Monday, October 28, 2013

Limo Safety Law Passes in California

Legislation approved by the California State Senate, requiring limousines operating in California to have emergency exits, has been signed into law by Governor Jerry Brown. Senate Majority Leader Ellen M. Corbett of San Leandro drafted the bill after two limousine blazes erupted in the San Francisco Bay Area earlier this year.

Under SB 109, limousines carrying fewer than 10 passengers are now required to have two push-out windows and two rear doors, which must be situated on opposite sides of the vehicle. The bill also requires limousine operators to instruct passengers on the safety features of the vehicle before embarking on any trip, beginning in January 2016.

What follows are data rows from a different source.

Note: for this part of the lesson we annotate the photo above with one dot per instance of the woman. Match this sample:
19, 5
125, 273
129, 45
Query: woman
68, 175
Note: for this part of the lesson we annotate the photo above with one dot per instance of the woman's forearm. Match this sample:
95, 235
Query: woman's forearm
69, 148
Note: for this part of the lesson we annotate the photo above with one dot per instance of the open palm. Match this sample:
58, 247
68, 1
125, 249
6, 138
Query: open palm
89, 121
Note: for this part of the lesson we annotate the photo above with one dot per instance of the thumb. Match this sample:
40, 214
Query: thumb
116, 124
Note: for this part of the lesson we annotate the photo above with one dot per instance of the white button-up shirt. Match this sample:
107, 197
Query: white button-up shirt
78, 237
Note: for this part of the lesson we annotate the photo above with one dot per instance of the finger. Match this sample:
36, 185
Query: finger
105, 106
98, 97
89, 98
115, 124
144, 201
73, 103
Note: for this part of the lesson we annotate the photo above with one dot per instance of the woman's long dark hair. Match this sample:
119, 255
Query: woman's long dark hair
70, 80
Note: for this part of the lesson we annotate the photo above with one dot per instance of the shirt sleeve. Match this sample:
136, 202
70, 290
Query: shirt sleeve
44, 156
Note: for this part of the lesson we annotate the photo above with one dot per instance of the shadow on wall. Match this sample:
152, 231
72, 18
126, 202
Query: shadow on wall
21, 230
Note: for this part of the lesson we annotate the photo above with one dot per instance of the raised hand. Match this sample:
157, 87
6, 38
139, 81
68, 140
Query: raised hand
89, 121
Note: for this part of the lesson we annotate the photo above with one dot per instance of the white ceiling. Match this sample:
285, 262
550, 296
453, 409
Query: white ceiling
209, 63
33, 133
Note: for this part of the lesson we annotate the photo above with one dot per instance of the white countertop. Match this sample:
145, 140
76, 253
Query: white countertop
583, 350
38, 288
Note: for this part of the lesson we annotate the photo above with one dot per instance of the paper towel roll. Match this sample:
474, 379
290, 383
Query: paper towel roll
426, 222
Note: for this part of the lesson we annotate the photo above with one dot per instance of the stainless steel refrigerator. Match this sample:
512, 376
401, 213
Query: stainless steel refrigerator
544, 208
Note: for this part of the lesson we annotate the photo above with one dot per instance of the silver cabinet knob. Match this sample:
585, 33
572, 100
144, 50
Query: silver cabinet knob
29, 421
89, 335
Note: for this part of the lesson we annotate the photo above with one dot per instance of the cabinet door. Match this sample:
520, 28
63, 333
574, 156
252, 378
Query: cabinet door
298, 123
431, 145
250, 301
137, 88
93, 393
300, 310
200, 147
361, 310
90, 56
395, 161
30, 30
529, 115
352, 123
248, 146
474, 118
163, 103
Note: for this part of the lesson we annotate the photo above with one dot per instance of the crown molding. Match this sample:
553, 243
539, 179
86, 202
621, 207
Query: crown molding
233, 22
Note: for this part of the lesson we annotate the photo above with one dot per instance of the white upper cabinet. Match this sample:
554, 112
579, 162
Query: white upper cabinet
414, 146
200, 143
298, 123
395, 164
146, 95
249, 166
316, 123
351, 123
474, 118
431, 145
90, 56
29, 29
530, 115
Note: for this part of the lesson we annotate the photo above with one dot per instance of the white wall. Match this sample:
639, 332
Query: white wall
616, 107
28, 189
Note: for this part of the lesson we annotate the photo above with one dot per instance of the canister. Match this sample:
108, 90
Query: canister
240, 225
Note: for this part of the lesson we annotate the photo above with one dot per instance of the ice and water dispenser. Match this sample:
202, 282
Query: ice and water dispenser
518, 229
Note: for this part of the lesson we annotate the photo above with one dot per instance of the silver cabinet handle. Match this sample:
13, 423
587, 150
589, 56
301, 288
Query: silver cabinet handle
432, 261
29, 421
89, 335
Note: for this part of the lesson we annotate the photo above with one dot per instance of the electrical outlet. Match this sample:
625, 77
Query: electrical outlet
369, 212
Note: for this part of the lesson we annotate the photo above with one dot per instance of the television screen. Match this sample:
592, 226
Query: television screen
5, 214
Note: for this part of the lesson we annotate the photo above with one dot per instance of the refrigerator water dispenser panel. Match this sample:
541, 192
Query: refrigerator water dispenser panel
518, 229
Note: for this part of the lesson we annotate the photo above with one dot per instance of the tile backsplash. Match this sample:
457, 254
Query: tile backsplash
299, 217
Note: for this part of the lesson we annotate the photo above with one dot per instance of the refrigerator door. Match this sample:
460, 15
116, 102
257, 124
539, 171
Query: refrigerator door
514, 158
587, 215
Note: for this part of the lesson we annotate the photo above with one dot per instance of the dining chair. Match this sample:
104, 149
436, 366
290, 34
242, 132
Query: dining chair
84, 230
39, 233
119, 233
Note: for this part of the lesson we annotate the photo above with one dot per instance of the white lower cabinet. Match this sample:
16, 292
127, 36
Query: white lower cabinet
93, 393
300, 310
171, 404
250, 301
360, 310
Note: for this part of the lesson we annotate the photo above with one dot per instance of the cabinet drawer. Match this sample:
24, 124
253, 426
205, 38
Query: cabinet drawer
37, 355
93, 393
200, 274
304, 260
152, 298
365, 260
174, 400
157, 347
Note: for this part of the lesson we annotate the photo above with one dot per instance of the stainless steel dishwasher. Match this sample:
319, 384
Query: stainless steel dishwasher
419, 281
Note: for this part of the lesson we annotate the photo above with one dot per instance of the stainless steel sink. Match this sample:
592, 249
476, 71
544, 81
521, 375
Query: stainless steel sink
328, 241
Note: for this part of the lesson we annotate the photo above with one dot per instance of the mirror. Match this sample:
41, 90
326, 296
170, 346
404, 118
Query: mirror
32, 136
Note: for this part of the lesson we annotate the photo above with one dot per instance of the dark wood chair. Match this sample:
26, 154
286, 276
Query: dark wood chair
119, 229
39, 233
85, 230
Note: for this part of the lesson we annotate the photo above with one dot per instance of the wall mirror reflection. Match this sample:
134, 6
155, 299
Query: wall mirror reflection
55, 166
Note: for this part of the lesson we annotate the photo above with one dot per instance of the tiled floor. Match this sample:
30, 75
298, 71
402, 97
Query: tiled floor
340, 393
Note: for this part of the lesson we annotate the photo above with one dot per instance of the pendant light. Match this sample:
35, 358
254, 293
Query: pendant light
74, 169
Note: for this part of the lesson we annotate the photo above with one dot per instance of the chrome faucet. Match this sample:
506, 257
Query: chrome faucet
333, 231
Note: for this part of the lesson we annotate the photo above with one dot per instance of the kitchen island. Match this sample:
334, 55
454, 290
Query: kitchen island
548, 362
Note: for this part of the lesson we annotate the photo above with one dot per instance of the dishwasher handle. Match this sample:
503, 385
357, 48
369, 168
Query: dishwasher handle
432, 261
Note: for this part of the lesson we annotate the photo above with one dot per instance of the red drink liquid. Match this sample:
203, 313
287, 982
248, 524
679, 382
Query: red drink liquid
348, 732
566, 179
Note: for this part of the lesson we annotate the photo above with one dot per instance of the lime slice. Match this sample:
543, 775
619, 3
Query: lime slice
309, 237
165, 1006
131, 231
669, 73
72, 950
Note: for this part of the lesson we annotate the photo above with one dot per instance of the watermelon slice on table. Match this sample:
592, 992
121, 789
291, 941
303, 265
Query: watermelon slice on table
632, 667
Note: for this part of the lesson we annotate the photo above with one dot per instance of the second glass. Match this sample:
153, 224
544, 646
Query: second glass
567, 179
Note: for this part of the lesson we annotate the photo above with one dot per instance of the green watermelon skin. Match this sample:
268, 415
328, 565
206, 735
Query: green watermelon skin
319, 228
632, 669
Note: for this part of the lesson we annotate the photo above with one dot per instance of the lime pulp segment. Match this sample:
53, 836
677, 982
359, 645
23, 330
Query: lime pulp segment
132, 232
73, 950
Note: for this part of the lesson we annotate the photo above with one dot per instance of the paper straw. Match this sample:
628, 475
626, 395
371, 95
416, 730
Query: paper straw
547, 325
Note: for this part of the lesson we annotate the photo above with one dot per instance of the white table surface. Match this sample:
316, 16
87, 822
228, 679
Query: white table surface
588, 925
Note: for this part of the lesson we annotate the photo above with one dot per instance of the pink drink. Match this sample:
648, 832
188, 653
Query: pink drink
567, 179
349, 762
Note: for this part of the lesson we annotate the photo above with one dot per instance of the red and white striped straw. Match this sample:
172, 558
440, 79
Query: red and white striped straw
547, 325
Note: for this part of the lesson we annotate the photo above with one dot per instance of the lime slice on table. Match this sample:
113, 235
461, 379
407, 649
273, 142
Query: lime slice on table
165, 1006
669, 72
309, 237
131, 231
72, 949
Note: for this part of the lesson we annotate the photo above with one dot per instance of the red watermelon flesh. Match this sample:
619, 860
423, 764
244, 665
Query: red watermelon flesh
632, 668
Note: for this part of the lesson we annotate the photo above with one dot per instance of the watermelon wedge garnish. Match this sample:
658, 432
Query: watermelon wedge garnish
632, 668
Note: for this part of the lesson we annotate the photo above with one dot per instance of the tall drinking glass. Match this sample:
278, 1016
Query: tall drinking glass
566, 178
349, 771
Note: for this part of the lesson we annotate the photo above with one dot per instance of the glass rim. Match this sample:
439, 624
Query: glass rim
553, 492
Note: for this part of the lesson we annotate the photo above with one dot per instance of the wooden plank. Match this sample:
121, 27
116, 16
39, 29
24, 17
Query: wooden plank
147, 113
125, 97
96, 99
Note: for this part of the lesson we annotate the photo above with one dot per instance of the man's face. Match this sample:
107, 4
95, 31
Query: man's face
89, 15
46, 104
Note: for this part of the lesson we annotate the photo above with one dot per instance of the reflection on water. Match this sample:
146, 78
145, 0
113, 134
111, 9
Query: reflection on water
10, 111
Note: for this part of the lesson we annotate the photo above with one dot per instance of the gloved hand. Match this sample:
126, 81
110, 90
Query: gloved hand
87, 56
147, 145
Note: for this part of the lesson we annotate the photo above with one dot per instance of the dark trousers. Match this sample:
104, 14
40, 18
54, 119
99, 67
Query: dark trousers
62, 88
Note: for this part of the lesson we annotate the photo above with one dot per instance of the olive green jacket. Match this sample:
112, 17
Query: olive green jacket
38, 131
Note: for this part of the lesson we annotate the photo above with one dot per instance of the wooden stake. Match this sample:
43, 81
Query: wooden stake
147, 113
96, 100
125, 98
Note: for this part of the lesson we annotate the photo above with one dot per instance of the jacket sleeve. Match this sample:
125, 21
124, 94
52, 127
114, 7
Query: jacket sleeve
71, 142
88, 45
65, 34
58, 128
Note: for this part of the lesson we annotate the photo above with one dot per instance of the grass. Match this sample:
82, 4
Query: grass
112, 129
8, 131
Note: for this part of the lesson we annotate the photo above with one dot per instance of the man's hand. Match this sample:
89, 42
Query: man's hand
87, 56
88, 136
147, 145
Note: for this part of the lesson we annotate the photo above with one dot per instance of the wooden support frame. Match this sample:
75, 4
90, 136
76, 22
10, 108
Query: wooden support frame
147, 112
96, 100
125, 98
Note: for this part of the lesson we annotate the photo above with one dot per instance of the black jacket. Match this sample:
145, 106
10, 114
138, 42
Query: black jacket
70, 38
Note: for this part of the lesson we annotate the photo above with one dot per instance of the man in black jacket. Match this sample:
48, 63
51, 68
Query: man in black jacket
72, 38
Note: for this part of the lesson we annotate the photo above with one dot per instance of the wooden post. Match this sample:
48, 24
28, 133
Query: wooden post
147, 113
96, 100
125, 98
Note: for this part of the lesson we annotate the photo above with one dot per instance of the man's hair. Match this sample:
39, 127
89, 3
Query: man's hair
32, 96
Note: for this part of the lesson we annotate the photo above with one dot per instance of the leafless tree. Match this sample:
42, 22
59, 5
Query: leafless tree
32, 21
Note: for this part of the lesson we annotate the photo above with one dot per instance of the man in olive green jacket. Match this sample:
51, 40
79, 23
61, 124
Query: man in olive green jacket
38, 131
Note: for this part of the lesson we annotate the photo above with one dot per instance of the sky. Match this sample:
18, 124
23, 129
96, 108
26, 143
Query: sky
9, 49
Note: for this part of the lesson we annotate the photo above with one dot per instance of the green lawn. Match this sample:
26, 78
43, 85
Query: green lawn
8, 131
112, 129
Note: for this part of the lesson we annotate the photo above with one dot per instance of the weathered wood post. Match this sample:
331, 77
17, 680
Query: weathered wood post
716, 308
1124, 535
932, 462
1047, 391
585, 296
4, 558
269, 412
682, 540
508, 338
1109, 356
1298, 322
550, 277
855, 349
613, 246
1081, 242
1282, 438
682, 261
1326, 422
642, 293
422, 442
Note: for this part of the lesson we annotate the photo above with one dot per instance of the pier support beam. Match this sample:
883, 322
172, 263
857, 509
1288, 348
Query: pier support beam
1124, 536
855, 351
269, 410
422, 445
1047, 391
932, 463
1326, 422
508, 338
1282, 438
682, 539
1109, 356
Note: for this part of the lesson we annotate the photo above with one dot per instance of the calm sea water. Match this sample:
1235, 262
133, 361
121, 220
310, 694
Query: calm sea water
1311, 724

Senator Jerry Hill drafted another bill, SB 338, which would have expanded annual California Highway Patrol safety inspections to limousines below the current 10-passenger threshold. Under SB 338, these inspections would be performed at a cost of $75 to the limousine operator. The 1999 Lincoln Town Car stretch limo in the San Mateo Bridge fire was designed to carry seven passengers, and therefore was not required to be inspected in any way. However, Gov. Brown vetoed this second bill, saying the $75 fee was insufficient to cover the CHP’s inspection costs, and called for an otherwise-identical bill allowing for better funding.